Longer and shorter questionnaire versions have been harmonised. The variables da01–da84 have frequencies/day for research participants who responded to the longer questionnaire. These have been converted to correspond to dat01–dat66 by combining answers from a number of questions, so that the answers correspond to what was requested in the shorter survey. For example, da40 captures intake of fried potatoes and da41 intake of fries, and the questions come from the longer questionnaire with 84 questions. The variable dat31 captures intake of both fried potatoes and fries and comes from the shorter questionnaire. In a harmonised version of data from both questionnaire versions, responses from the long questionnaire have been recoded so that da40+da41 corresponds to dat31. This recoding is indicated on the withdrawal form.

A question about egg intake was introduced in later versions of the questionnaires for both VIP and MONICA. Contact PI Anna Winkvist or research advisor Maria Wennberg for more information if intake of eggs is central for the research question.

Researchers can request a data file from DietVIP that only has research participants who responded to the longer questionnaire, a data file with only research participants who responded to the shorter questionnaire, or a file with merged data, i.e., created with all research participants where recoding is done to harmonise the response options from the different questionnaire versions. It is therefore important to know what assumptions are used when merging the longer and shorter questionnaires into a single file. For this reason, carefully read the tab “How do I work with NSDD data” below before starting to analyse the data.

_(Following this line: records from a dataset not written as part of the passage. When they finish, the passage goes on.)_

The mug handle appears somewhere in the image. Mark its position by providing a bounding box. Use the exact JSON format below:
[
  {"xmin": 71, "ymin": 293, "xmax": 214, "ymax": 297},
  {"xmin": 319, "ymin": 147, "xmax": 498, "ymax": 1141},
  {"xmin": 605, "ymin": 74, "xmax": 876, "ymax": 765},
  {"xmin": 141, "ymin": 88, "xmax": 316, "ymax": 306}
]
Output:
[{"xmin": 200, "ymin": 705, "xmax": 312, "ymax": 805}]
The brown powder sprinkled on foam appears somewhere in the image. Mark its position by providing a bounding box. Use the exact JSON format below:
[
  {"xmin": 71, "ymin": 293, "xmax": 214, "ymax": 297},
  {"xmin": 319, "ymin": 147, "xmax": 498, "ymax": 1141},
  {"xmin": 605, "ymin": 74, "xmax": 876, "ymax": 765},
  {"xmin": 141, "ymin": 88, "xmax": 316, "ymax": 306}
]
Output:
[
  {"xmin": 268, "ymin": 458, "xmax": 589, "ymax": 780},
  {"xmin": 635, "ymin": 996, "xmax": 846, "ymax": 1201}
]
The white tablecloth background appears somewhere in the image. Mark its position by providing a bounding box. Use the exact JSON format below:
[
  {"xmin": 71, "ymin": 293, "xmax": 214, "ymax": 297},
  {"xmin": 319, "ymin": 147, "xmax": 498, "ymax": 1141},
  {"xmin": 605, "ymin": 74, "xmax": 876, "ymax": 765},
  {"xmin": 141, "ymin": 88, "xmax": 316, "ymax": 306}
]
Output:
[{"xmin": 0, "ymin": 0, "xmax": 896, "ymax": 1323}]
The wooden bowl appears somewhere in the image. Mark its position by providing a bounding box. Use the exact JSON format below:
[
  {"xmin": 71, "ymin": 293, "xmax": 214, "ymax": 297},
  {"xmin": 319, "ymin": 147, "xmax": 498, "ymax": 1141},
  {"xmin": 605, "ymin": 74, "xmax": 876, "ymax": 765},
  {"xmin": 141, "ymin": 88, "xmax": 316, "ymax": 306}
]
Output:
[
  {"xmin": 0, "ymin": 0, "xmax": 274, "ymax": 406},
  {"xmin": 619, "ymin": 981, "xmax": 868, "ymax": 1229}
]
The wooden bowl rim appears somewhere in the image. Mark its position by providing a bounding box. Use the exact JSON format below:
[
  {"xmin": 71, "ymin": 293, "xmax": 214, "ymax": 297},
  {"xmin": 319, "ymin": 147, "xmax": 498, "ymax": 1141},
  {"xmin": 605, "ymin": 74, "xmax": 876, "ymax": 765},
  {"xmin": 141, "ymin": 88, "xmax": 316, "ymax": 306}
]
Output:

Researchers can request data from DietMON from the seven different screenings (1986, 1990, 1994, 1999, 2004, 2009, and 2014) or a combined data file. Note that the 1990 dietary questionnaire for the MONICA screening only consists of 49 questions and no nutritional values have been calculated. Dietary data from MO2022 were collected with FFQ2020 and can be requested but these have not yet been harmonised with dietary data collected with previous dietary questionnaires.

In addition, dietary data for nested case-control studies within NSHDS can be requested. These often include dietary data collected with all types of questionnaires, which must be considered when case-control matching.

Making withdrawals from the NSDD

The NSDD is a validated data collection originating from VIP (Västerbotten Intervention Programme) and the various MONICA screenings. It includes a large number of calculated dietary factors.

Contact the PI for NSDD, Anna Winkvist, or the scientific advisor specialising in nutrition, Maria Wennberg, to begin discussions and for advice on your planned dietary project.

The following documents are to be sent to the Section for Biobank and Registry Support (BRS).

  • Withdrawal form for dietary data
  • Research plan
  • Ethical review application and approval

In the withdrawal form, write the project title, describe whether ethical approval has been received or is in process, provide a brief statement of the purpose of the project and explanation of why dietary variables are needed, and indicate the format in which data are requested. Also specify which parts of the NSDD are requested (VIP, long/short questionnaire version, MONICA, other criteria).

For the dietary variables, indicate which of all the food items are requested. Indicate whether you want frequency (times/day) and/or grams/day. If all foods are requested, this should be explained in the introductory withdrawal request describing the purpose of the research and the reason dietary variables are needed. Intake frequencies for 84 foods are available for participants who completed the longer questionnaire (da01–da84 variables). Intake frequencies for 66 foods are available for participants who completed the shorter questionnaire (dat01–dat66 variables). If a harmonised data file that includes participants who responded to both questionnaire versions is requested, the intake frequency from the longer questionnaire is converted to correspond to dat01–dat66 by combining answers from a number of questions in the 84-food questionnaire, so that the responses correspond to what was requested in the shorter questionnaire. The withdrawal form indicates how this merger was done. For example, the questions White (soft) bread (da12) and Thin crisp bread (da13) have been merged into one question (dat12), which is shown in the withdrawal form.

This is followed by a section where you indicate which calculated nutrients are requested. These are provided in weight/day according to appropriate units. If all foods are requested, this should be explained in the initial withdrawal section describing the purpose of the research and the reason dietary variables are needed. Some variables require permission from the responsible researchers before they can be provided, for example phytoestrogens. Finally, there is a section on supplements and meal patterns.

Addresses

All documents are sent unsigned by email. We will contact you later for signatures.

Email: info.brs@umu.se

or by post to the following address:

Anette Forsgren
Section of Biobank and Registry Support
NUS, Building 5B, floor 1, destination point P11
Umeå University
901 87 Umeå

Note: If additional information about the research participants is requested beyond the data included in the variable list for NSDD, the request must be made using a variable withdrawal form, which is also to be sent to the Section of Biobank and Registry Support (info.brs@umu.se).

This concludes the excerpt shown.